Drawing on proverbs, ritual practices, and liberation-era sonic strategies, the session explores sound as vibration, archive, and ethical medium. It proposes that listening is reciprocal, grounding an ethics of humble and intimate custodianship (kuteerera) where humans act as accountable participants within a shared vibrational ecosystem.
See: Masimba Hwati: Chidzimbahwe Philosophies of Sound: An Ethics of a Humble and Intimate Custodianship, 2026
3:30–4:30 pm, Clubroom
How many times has the world already ended? Musical laments between the simulacrum of nature, destroyed worlds, and collective listening
Listening Session with Camilla Bork and Mathias Hinze
The aim of this conference is to react to planetary crisis by decentering anthropocentric listening and situating sound. In European art discourse, this planetary ecological crisis is often narrated in the singular as the impending end of our world and the loss of a pristine nature that must be protected and represented. The proposed session begins precisely here. It poses questions about the prevailing conceptions of nature in such narratives, the political ramifications they entail, and the shift in perspective which takes place when discussing destroyed worlds instead of endangered nature.

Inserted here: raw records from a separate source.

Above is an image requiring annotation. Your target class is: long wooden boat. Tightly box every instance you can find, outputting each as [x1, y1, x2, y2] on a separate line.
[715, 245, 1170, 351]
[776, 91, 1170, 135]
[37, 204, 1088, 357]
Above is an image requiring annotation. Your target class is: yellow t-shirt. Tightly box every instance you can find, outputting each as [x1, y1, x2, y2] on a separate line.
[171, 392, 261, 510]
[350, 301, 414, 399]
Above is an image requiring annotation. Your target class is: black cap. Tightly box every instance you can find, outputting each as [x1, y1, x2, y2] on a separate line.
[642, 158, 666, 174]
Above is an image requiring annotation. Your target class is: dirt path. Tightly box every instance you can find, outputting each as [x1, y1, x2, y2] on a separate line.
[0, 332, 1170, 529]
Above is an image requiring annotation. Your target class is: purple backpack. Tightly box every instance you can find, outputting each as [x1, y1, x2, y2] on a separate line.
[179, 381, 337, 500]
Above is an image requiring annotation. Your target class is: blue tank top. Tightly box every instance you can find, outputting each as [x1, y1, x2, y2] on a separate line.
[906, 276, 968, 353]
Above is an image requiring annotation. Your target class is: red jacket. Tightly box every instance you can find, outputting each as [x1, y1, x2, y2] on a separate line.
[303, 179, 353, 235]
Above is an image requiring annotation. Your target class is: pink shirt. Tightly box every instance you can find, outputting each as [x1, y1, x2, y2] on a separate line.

The session is a guided listening session with brief theoretical prompts. Participants will listen to several short excerpts, and after each one, a guiding question will be posed. Which world is being mourned here? Who is mourning? Which order has been destroyed? Which losses are remembered, and which remain inaudible? These works do not illustrate preconceived theories. Rather, listening together becomes the method itself. This method opens up a space in which aesthetic form, political history, and ecological fragility can be related to one another.
4:30–4:45 pm, Sesselclub
Coffee break
4:45–5:30 pm, Studio Lobby
What we take forward?
Final Discussion moderated by Martina Seeber
In the closing discussion, we want to compile and evaluate the conference’s findings and identify questions that arise from them and which can be addressed at a future conference. We would also like to revisit the questions from the previous day’s World Café and evaluate the specific field of action which arises through sound. Can contemporary artistic practices and collective ways of life become transformative forces, and what structural conditions must be created to enable this?